Phase 25 — Quizzes (mirror)¶

🇪🇸 Las preguntas canónicas viven en data/quizzes/phase-25-pytorch-internals.yaml.

q-25-01 — In-place op hazard¶

Prompt (EN): Calling h.add_(self.attn(self.ln1(h))) instead of h = h + self.attn(self.ln1(h)) in a training loop most often results in:

A. No change at all; the two are functionally equivalent.
B. A RuntimeError from autograd, or silent wrong gradients.
C. A type error.
D. A 2× memory speedup with no other change.

Correct: B. The in-place op modifies a storage that may be saved by an upstream node's backward; PyTorch's version check raises (or, in rare cases, gradients are silently wrong).

q-25-02 — View vs copy¶

Prompt (EN): Which of the following operations returns a view (no data copy) of the input tensor?

A. x.reshape(-1) when x is already contiguous.
B. x.contiguous() when x is non-contiguous.
C. x.clone().
D. x.to(dtype=torch.float16).

Correct: A. On contiguous input, reshape is a view. contiguous() on non-contig data copies. clone() always copies. to(dtype=...) copies (dtype change requires new storage).

q-25-03 — Autograd tape¶

Prompt (EN): In one or two sentences, describe what PyTorch's autograd "tape" is and what .backward() does with it.

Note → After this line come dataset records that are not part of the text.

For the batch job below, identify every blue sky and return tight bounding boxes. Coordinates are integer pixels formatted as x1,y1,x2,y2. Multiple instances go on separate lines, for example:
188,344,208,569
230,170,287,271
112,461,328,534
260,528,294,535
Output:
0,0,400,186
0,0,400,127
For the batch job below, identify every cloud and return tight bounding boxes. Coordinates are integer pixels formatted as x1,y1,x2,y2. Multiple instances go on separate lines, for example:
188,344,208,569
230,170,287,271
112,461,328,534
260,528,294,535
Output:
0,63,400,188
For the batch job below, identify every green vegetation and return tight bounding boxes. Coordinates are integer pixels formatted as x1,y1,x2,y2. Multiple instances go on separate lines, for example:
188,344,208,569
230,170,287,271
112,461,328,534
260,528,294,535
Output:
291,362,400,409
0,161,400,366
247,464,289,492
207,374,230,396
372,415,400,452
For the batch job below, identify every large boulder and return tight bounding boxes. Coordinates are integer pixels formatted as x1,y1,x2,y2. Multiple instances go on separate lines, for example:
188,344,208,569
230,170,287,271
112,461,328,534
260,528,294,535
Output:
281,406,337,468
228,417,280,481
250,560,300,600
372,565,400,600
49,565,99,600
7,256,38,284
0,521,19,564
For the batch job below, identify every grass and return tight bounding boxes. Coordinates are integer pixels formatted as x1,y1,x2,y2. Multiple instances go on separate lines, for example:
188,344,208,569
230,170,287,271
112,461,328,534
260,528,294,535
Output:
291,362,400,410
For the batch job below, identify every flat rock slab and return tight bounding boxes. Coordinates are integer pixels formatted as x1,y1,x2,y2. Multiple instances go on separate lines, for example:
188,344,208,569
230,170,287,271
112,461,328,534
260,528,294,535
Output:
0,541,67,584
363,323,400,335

Free response. Expected mentions: dynamic graph; nodes are Functions; .backward() traverses in reverse topological order.

q-25-04 — Saved tensors¶

Prompt (EN): Select every backward node that saves a tensor needed for its gradient computation.

A. AddBackward (for a + b).
B. MulBackward (for a * b).
C. SoftmaxBackward (for softmax(x)).
D. GeluBackward (for gelu(x)).

Correct: B, C, D. Add needs nothing (gradient is just passed through). The other three each need an input or output to compute their Jacobian.

q-25-05 — Dispatcher¶

Prompt (EN): PyTorch's dispatcher dispatches a single operator call (e.g., torch.add) based on several keys. Which keys are part of the dispatch decision?

A. Tensor device (CPU, CUDA, MPS, ...).
B. Tensor dtype.
C. Tensor layout (strided, sparse).
D. Whether autograd is enabled.

Correct: A, B, C, D. All four are dispatch keys. The dispatcher selects the appropriate kernel (or autograd wrapper) based on the combination.